/pleco-history-analyzer

helps you identify words that you look up over and over again in Pleco

Primary LanguagePython

What This Code Does

The code in this GitHub repository helps you identify words you look up repeatedly in Pleco's reader function. It takes history backup files from Pleco, determines what subset of words were queried at least twice (at times that were at least five days apart), and then saves those words as a list in a text file.

The five-day time threshold (which can be changed on line 8 of 1_process_pleco_backups.py) is to account for articles that take more than one day to read.

Requirements

You will need:

  • multiple history backup files from Pleco (e.g. settingsbackup-1509041749.xml).
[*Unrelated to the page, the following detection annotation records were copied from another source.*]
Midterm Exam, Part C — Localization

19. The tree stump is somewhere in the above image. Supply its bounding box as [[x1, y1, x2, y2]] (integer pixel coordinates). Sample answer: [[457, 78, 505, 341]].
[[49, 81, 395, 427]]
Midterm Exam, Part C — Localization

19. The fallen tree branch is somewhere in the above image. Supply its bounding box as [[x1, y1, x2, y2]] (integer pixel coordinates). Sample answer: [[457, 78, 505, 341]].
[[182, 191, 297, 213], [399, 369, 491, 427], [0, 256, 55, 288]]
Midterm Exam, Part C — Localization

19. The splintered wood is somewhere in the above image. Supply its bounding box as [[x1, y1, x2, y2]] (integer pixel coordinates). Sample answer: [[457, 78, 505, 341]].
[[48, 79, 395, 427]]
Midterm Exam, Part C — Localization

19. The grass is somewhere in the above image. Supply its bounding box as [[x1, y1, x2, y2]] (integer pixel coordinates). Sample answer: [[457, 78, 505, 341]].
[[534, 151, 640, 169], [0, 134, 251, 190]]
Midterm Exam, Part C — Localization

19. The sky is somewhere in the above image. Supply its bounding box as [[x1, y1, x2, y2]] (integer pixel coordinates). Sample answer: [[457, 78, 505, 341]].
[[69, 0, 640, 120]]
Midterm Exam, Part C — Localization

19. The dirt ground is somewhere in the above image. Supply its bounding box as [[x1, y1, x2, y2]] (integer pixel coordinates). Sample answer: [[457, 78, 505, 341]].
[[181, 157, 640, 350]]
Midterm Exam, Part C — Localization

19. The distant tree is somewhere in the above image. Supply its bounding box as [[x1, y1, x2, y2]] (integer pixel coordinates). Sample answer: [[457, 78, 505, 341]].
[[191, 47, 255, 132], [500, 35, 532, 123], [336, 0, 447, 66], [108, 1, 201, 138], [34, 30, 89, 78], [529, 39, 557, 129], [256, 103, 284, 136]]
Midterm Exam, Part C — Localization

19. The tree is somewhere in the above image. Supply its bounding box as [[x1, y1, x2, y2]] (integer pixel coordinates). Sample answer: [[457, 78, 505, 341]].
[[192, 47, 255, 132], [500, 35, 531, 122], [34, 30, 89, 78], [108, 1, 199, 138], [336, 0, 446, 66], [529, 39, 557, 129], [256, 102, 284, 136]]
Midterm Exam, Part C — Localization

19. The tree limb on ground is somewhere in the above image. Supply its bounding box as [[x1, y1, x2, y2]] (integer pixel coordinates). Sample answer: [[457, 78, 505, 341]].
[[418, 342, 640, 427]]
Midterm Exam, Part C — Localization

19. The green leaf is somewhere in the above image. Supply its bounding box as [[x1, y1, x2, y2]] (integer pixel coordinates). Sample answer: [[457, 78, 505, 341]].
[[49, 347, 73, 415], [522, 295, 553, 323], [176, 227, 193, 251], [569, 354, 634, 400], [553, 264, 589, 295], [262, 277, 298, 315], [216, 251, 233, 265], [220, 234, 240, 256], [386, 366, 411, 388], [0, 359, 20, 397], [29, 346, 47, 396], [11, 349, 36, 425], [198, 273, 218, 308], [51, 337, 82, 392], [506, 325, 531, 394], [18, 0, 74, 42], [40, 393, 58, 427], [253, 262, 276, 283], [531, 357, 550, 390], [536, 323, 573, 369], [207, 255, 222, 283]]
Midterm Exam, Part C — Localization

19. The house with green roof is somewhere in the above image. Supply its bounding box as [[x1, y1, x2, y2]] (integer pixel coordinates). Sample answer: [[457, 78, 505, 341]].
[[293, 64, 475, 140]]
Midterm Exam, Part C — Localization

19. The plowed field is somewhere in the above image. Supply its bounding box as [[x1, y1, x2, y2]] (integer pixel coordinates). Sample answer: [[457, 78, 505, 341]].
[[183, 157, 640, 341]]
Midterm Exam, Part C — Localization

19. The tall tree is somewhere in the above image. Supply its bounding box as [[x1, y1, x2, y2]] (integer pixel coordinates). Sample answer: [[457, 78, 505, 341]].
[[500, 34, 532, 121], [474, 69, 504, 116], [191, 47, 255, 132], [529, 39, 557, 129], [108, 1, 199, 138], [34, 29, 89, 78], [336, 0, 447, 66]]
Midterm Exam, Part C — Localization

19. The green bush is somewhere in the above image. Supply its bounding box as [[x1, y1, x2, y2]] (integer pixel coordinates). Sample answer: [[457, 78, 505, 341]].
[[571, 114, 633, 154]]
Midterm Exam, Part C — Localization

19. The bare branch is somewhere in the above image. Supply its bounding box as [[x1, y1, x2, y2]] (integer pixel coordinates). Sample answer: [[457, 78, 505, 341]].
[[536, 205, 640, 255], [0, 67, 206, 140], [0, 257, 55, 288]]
Pleco only saves the most recent lookup in the reader history, so this code needs more than one history backup file to work.
  • the ability to run Python code on your computer. If you are new to Python I recommend downloading the (free and open-source) Anaconda distribution of Python, because the Python scripts (files with .py file extension) in this GitHub repository require some libraries that you won't get if you install Python from the official website. The Python scripts can be run from the command line; you don't have to install a sophisticated IDE. This code has been tested to work with Python 3.7.4, but any later version of Python should be OK.

Steps for Use

  1. Download this repository into a folder on your computer (green "Code" button > Download zip).
  2. Export your reader lookup history from Pleco: hamburger icon > Settings > Backup Settings and/or History > Backup History Only.
  3. Save the .xml backup file in the backups folder.
  4. Read lots of Chinese, look up lots of words in the Pleco reader function, and repeat steps 2 to 3 every couple of weeks. As explained above, this code needs multiple Pleco backup files to work.
  5. Run the first Python script. (You can do this on the command line by typing python 1_process_pleco_backups.py and pressing enter.) After a few seconds you should see a file pleco_import.xml appear in the folder where you saved the code. The file pleco_import.xml is structured just like the Pleco backup files you've been saving, except that it only contains reader lookup history entries for words you've looked up on two days that were at least three days apart.
  6. Clear your reader lookup history: hamburger icon > History > READER > three-dots icon on top right > Clear current list.
  7. Import the file pleco_import.xml into Pleco: hamburger icon > Settings > Restore from Backup.
  8. Create Pleco flashcards for the reader lookup history entries (you may want to create a separate category for these flashcards if you use Pleco's flashcard function to study): hamburger icon > History > READER > three-dots icon > Dump current list to flashcards. This will take a minute, during which your phone screen may be unresponsive.
  9. Export the flashcards as a text file: hamburger icon > Import / Export (under FLASHCARDS) > Export Cards > uncheck all boxes except "Remap if forbidden"
  10. Save the text file Pleco just created (it will be called something like flash-2008111841.txt) into the folder with the Python code.
  11. Open up the text file known_words.txt and enter the words you currently know. If you happened to accidentally look up any of these words in the Pleco reader function the code will make sure they don't end up in the final output file. One word per line, and it's OK if there is other stuff on the line after the 汉字 as long as it's separated by a tab. A text file export of cards from Anki will work as long as you rename the file known_words.txt.
  12. Run the second Python script (python 2_remove_known_words.py). This will create a final file called output.txt.
  13. Learn the words in output.txt that look useful.